Oder stellen Sie sich vor, Sie wären eine nach den männlichen Normen als attraktiv eingestufte Blondine, aber hätten nicht das zufällige Glück gehabt in einer heimeligen bürgerlichen Bildungsfamilie aufzuwachsen. Mit all den Förderungen und Vorteilen. Wo wären Sie dann? Wo hätten die Männer Sie dann hin gesteckt? Und Ihnen keinen Respekt gezollt? Ihnen zollt man jetzt Respekt, weil jeder weiß, dass Sie sich auch einen Anwalt nehmen wenn es einer drauf anlegt. Viele können das aber nicht.

Und wenn Sie dann in Ihrem Labor sitzen und Sie hören Ihren Chef mit seinen Kumpanen lachen oder im DM-Markt stehen, wo Sie für den Marktleiter und die männlichen Kunden auch nur totes Fleisch und auf der Flucht sind, dann ziehen Sie sich zurück. Zurück in Ihre Welt, in Ihre Nische. Denn entweder gefallen Sie den Männern nicht, da können Sie auch noch so schlau sein, oder man betrachtet Sie ohne Würde als Mensch, da Sie nur Lustvieh für den Mann sind. Und es ist eine Welt des Mannes. Des Materialismus. Eine Welt desjenigen, der das Messer zwischen den Zähnen hat und bereit ist, es dem Anderen in den Rücken zu stechen. Und Sie wollen das aber nicht. Oder Sie können es einfach nicht. Und so fallen Sie durch das Rost, während die Schönen (Frauen) und Smarten und Harten Highperformer Ihre Welt der Gnadenlosigkeit und des Egoismus zelebrieren und Sie zwingen, darin dahinzuvegetieren. Da kommen Sie vielleicht in Ihrem Schmerz auf komische Gedanken. Dass die Welt ein globales Ausbeutungssystem sei. Dass das, was da geschieht doch nicht „menschlich“ sein kann. Dass ein System, das so bereit ist, Millionen von Menschen, die vielleicht wirklich „Menschen“ sind, abzuhängen – völlig zu vergessen! -, weil sie nicht in benebelter Vasallentreue am allgegenwärtigen Gemetzel Jeder gegen Jeden teilnehmen wollen. Die keine austauschbare Maschine des herzlosen Kapitalismus sein wollen. Oder die nicht hübsch oder smart genug sind… Und die Highperformer zelebrieren weiter gnadenlos ihr Fest.

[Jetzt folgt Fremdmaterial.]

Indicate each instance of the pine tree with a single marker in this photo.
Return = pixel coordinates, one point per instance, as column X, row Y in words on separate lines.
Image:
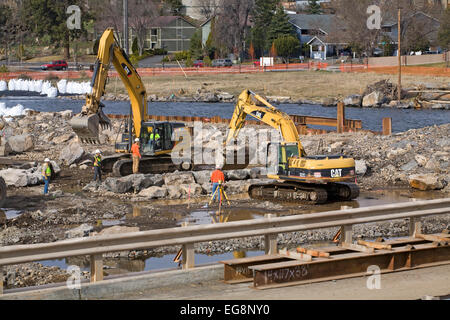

Und dann kommt Corona. Und das unmenschliche, unsolidarische, patriarchalische und nur Strafe und Zucht kennende System, das sonst nichts für Sie bereit hält außer Ausgrenzung und Demütigung, kommt über Sie. Und Sie halten Ihr Leben gerade noch aus. Mit aller Anstrengung. Und dann kommt das System über Sie und dringt ein in Ihre kleine Welt, in der Sie Ihren Schmerz gerade noch bewältigen können. Und Sie wollen nicht mehr Druck und Sie wollen es nicht, dieses widerliche Sie nur benutzende System der gestörten Egoisten. Derer, die Sie vergessen und die sich die Welt gewalttätig nach Ihrem egoistischen und unmenschlichen Sinne aufteilen. Die sagen: „Halt doch die Klappe, Du Null! Du hast zu fressen, sei zufrieden! WIR reißen uns den ganzen Tag den A… auf für Dich, damit Du Null zu fressen hast, in unserer schönen grausamen Welt.“

Und dann sind Sie tief im Schmerz und in Ihrem Schmerz da glauben Sie ja schon daran, dass die Welt vielleicht nicht zum Guten der Menschen gelenkt wird und dann…. Und dann gehören Sie vielleicht zu den über Fünfzehmillionen Menschen alleine in Deutschland, die in großer Sorge sind, was die nur an Gewinn und sich selbst glaubenden Highperformer, diejenigen, die sie immer vergessen haben, ihnen jetzt im Verein mit Wirtschaft und Politik nach dem kalten und unmenschlichen Prinzip des Egoismus in die Arme spritzen wollen. Zu ihrem WOHLE. Zu IHREM Wohle. Von denen, die für Geld selbst ihre Großmutter sezieren würden. Von den Unmenschlichen. Und das können Sie dann einfach nicht mehr glauben… Und Sie rufen: „Ihr Schafe! Seht Ihr denn nicht, wie der Kapitalismus Euch auffrisst? Euch betäubt? Euch belügt und Euch nur als Wegwerfware benutzt?“ Und so wie Sie es sind, gibt es auch Männer, die so sind. Männer, die in ihrer Weiblichkeit, in ihrem seelischen, menschlichen Aspekt verletzt sind. – Unter diesen allen „ungeimpften“ – Männern und Frauen – gibt es natürlich auch diejenigen, die genauso sind wie das kapitalistische System. Diejenigen, die nur selbst an den Drücker wollen. Und ihre Macht auf Kosten der Menschlichkeit zelebrieren wollen. Aber es ist eine ganz schlimme Fehlinformation, dass dies die meisten sind. Die Wahrheit ist, dass viele sich vom Kapitalismus abwenden – sich schon seit Jahrzehnten abgewandt haben! -, weil er nur die pflegt, die unmenschlich sind. Und das auch nur so lange, wie sie ihm nützen. Und die Menschen sind nicht bereit, das als das System anzuerkennen, in dem der Mensch leben sollte. Sie haben neben her gelebt. Als vielleicht weiche, menschliche, auf Gegenseitigkeit Wert legende „Gutmenschen“. Weil sie nicht anders konnten und viele, weil sie nicht anders wollten. Weil sie nicht ihre Seele für ein paar Stückchen Zucker und bunte Glasperlen verkaufen wollten.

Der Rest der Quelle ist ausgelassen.